I’m going to switch it up a little bit and ask, what are you both reading right now?

Maori: I’m reading Sharon Salzberg at the moment, so not anything to do with film. The title escapes me, but it’s about love. Besides that, our most recent issue of Seen—our journal of film and visual culture—came out, and so I’m rereading all the articles in print, holding it in my hand.

dream: I am reading Noah Hawley’s script for Fargo, the TV show, which was amazingly constructed. Also, I have about 300 pages printed out from the Supreme Court website, where they have recent decisions from the last season. I read Dobbs, which ended legal abortion in the US, but I wanted to make sure that I also read about them basically suspending Miranda rights, and they did some more fuck shit to immigrants. I’ve just been going over those opinions, focusing on Clarence Thomas with a highlighter. That’s what I’ve been doing in my hammock this summer.

Emann: One thing that connects the type of work you both do is the element of social impact and community building. Can you expand on that idea of creating work that has a social impact?

Maori: At BlackStar, we attempt to be intersectional. We are always trying to think about how we can make the festival, and all its processes, as inclusive as possible.
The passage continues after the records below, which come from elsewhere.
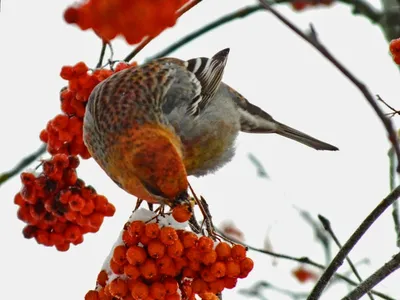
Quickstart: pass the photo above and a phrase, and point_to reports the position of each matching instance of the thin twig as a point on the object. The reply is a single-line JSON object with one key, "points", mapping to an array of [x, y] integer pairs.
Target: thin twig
{"points": [[256, 291], [241, 13], [374, 279], [304, 260], [364, 8], [261, 172], [22, 164], [319, 232], [327, 225], [102, 52], [348, 246], [313, 40], [360, 6], [395, 206], [148, 39]]}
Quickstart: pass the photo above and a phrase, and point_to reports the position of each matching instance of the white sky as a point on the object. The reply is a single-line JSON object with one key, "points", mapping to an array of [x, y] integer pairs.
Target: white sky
{"points": [[275, 70]]}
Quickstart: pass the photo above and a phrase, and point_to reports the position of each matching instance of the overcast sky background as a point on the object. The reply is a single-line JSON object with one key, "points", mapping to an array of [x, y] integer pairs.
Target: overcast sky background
{"points": [[275, 70]]}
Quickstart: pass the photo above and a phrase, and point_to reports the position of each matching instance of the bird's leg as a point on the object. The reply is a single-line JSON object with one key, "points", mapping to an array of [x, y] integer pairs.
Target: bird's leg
{"points": [[206, 215], [138, 203], [194, 224], [160, 211]]}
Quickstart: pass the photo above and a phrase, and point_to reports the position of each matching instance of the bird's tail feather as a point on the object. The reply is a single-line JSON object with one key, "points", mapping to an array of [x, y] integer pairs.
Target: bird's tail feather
{"points": [[303, 138]]}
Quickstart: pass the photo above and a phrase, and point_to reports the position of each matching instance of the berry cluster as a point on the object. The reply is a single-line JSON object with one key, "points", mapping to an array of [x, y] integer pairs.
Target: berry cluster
{"points": [[302, 4], [63, 134], [155, 261], [57, 206], [132, 19], [394, 48]]}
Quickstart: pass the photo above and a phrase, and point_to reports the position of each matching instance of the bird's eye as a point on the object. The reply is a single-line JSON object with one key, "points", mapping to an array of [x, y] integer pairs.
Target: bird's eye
{"points": [[153, 190], [117, 183]]}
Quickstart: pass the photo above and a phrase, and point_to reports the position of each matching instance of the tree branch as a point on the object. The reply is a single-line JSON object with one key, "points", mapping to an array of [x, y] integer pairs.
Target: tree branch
{"points": [[148, 39], [313, 40], [22, 164], [327, 225], [374, 279], [304, 260], [241, 13], [395, 206], [348, 246], [102, 52]]}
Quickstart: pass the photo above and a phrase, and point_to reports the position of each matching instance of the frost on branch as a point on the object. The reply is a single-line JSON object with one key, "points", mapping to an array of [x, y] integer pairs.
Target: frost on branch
{"points": [[162, 259]]}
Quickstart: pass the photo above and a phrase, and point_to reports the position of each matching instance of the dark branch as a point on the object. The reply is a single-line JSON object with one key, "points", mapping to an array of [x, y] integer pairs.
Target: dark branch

We have a huge accessibility mandate that we put on ourselves this year to better serve people with low vision and low hearing, or no vision and no hearing. From the very beginning, we’ve offered childcare to our filmmakers. We’re always trying to think about what barriers might be there. We think about artists first, then the audience, while considering the connection between these two groups representing us.

We are a festival that’s concerned with social justice, in addition to racial justice and media representation. We always try to align ourselves with political movements, as much as we can as a nonprofit. I wouldn’t call myself an activist, or the work we’re doing ‘activist work,’ but we are trying to be just and move the organization in a just way. How we pay artists, how we pay ourselves, and how we take care of everybody involved holistically is reflective of those values. I’m really concerned with a kind of radical care.
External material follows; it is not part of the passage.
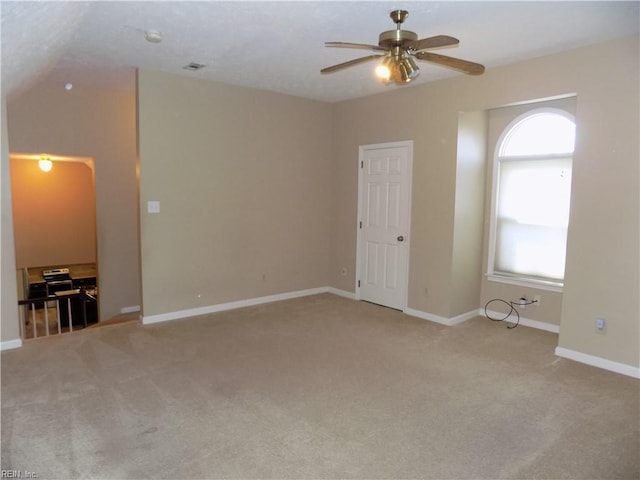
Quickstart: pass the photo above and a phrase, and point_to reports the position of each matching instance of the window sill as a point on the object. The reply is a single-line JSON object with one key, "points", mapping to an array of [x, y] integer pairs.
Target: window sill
{"points": [[525, 282]]}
“We want to protect the stories of cultural workers and artists who created the foundation upon which we all make work. We were interested in making sure their history stays with us.”

dream: I am a longtime organizer and activist. There are two film projects that I’ve recently done, one being Freshwater, which is showing at this year’s festival. It is very different from the film I showed at BlackStar in 2016, [Treasure].

That film had a mission to support the movement for justice for Shelley Hilliard’s family; Shelley Hilliard is a trans girl the police set up, coerced into doing dangerous undercover informant work, and arrested for a small amount of drugs at a place where she sometimes did sex work. [Treasure] was a documentary that sat at the intersection of many issues that I care about, and her family had a civil suit against the police department that coerced her and harassed her with the arrest. I definitely saw the impact of that film on the case. I’m not saying it was all because of the film—her mom, who’s since passed, was a strong advocate for her, as well.

With Freshwater, I wanted to turn away from that and do some more interior work. Like Maori, it was more often about the form than the content. I was working with a really small team, which was healing for me after working with a studio and a publicly held network. In 2019, I worked with major studios: HBO, BET and then Lifetime. I needed some healing after those experiences—of getting, like, 40 pages of notes from people on a spectrum of thoughtfulness.

Back to Maori’s thing, around how she’s looking at her organization as a place to create radical shifts: She talked about radical care, but it’s really all about radical shifts. After being on a call sheet with 300 people, it was so healing to have four people working on a film, in my home. All of that was how I was doing my activism in this one, but I have done both—I have had projects that had a social impact. This small film impacted me greatly, and hopefully, some of the people in the small team that I worked with.

The 11th annual BlackStar Film Festival takes place in Philadelphia through August 7.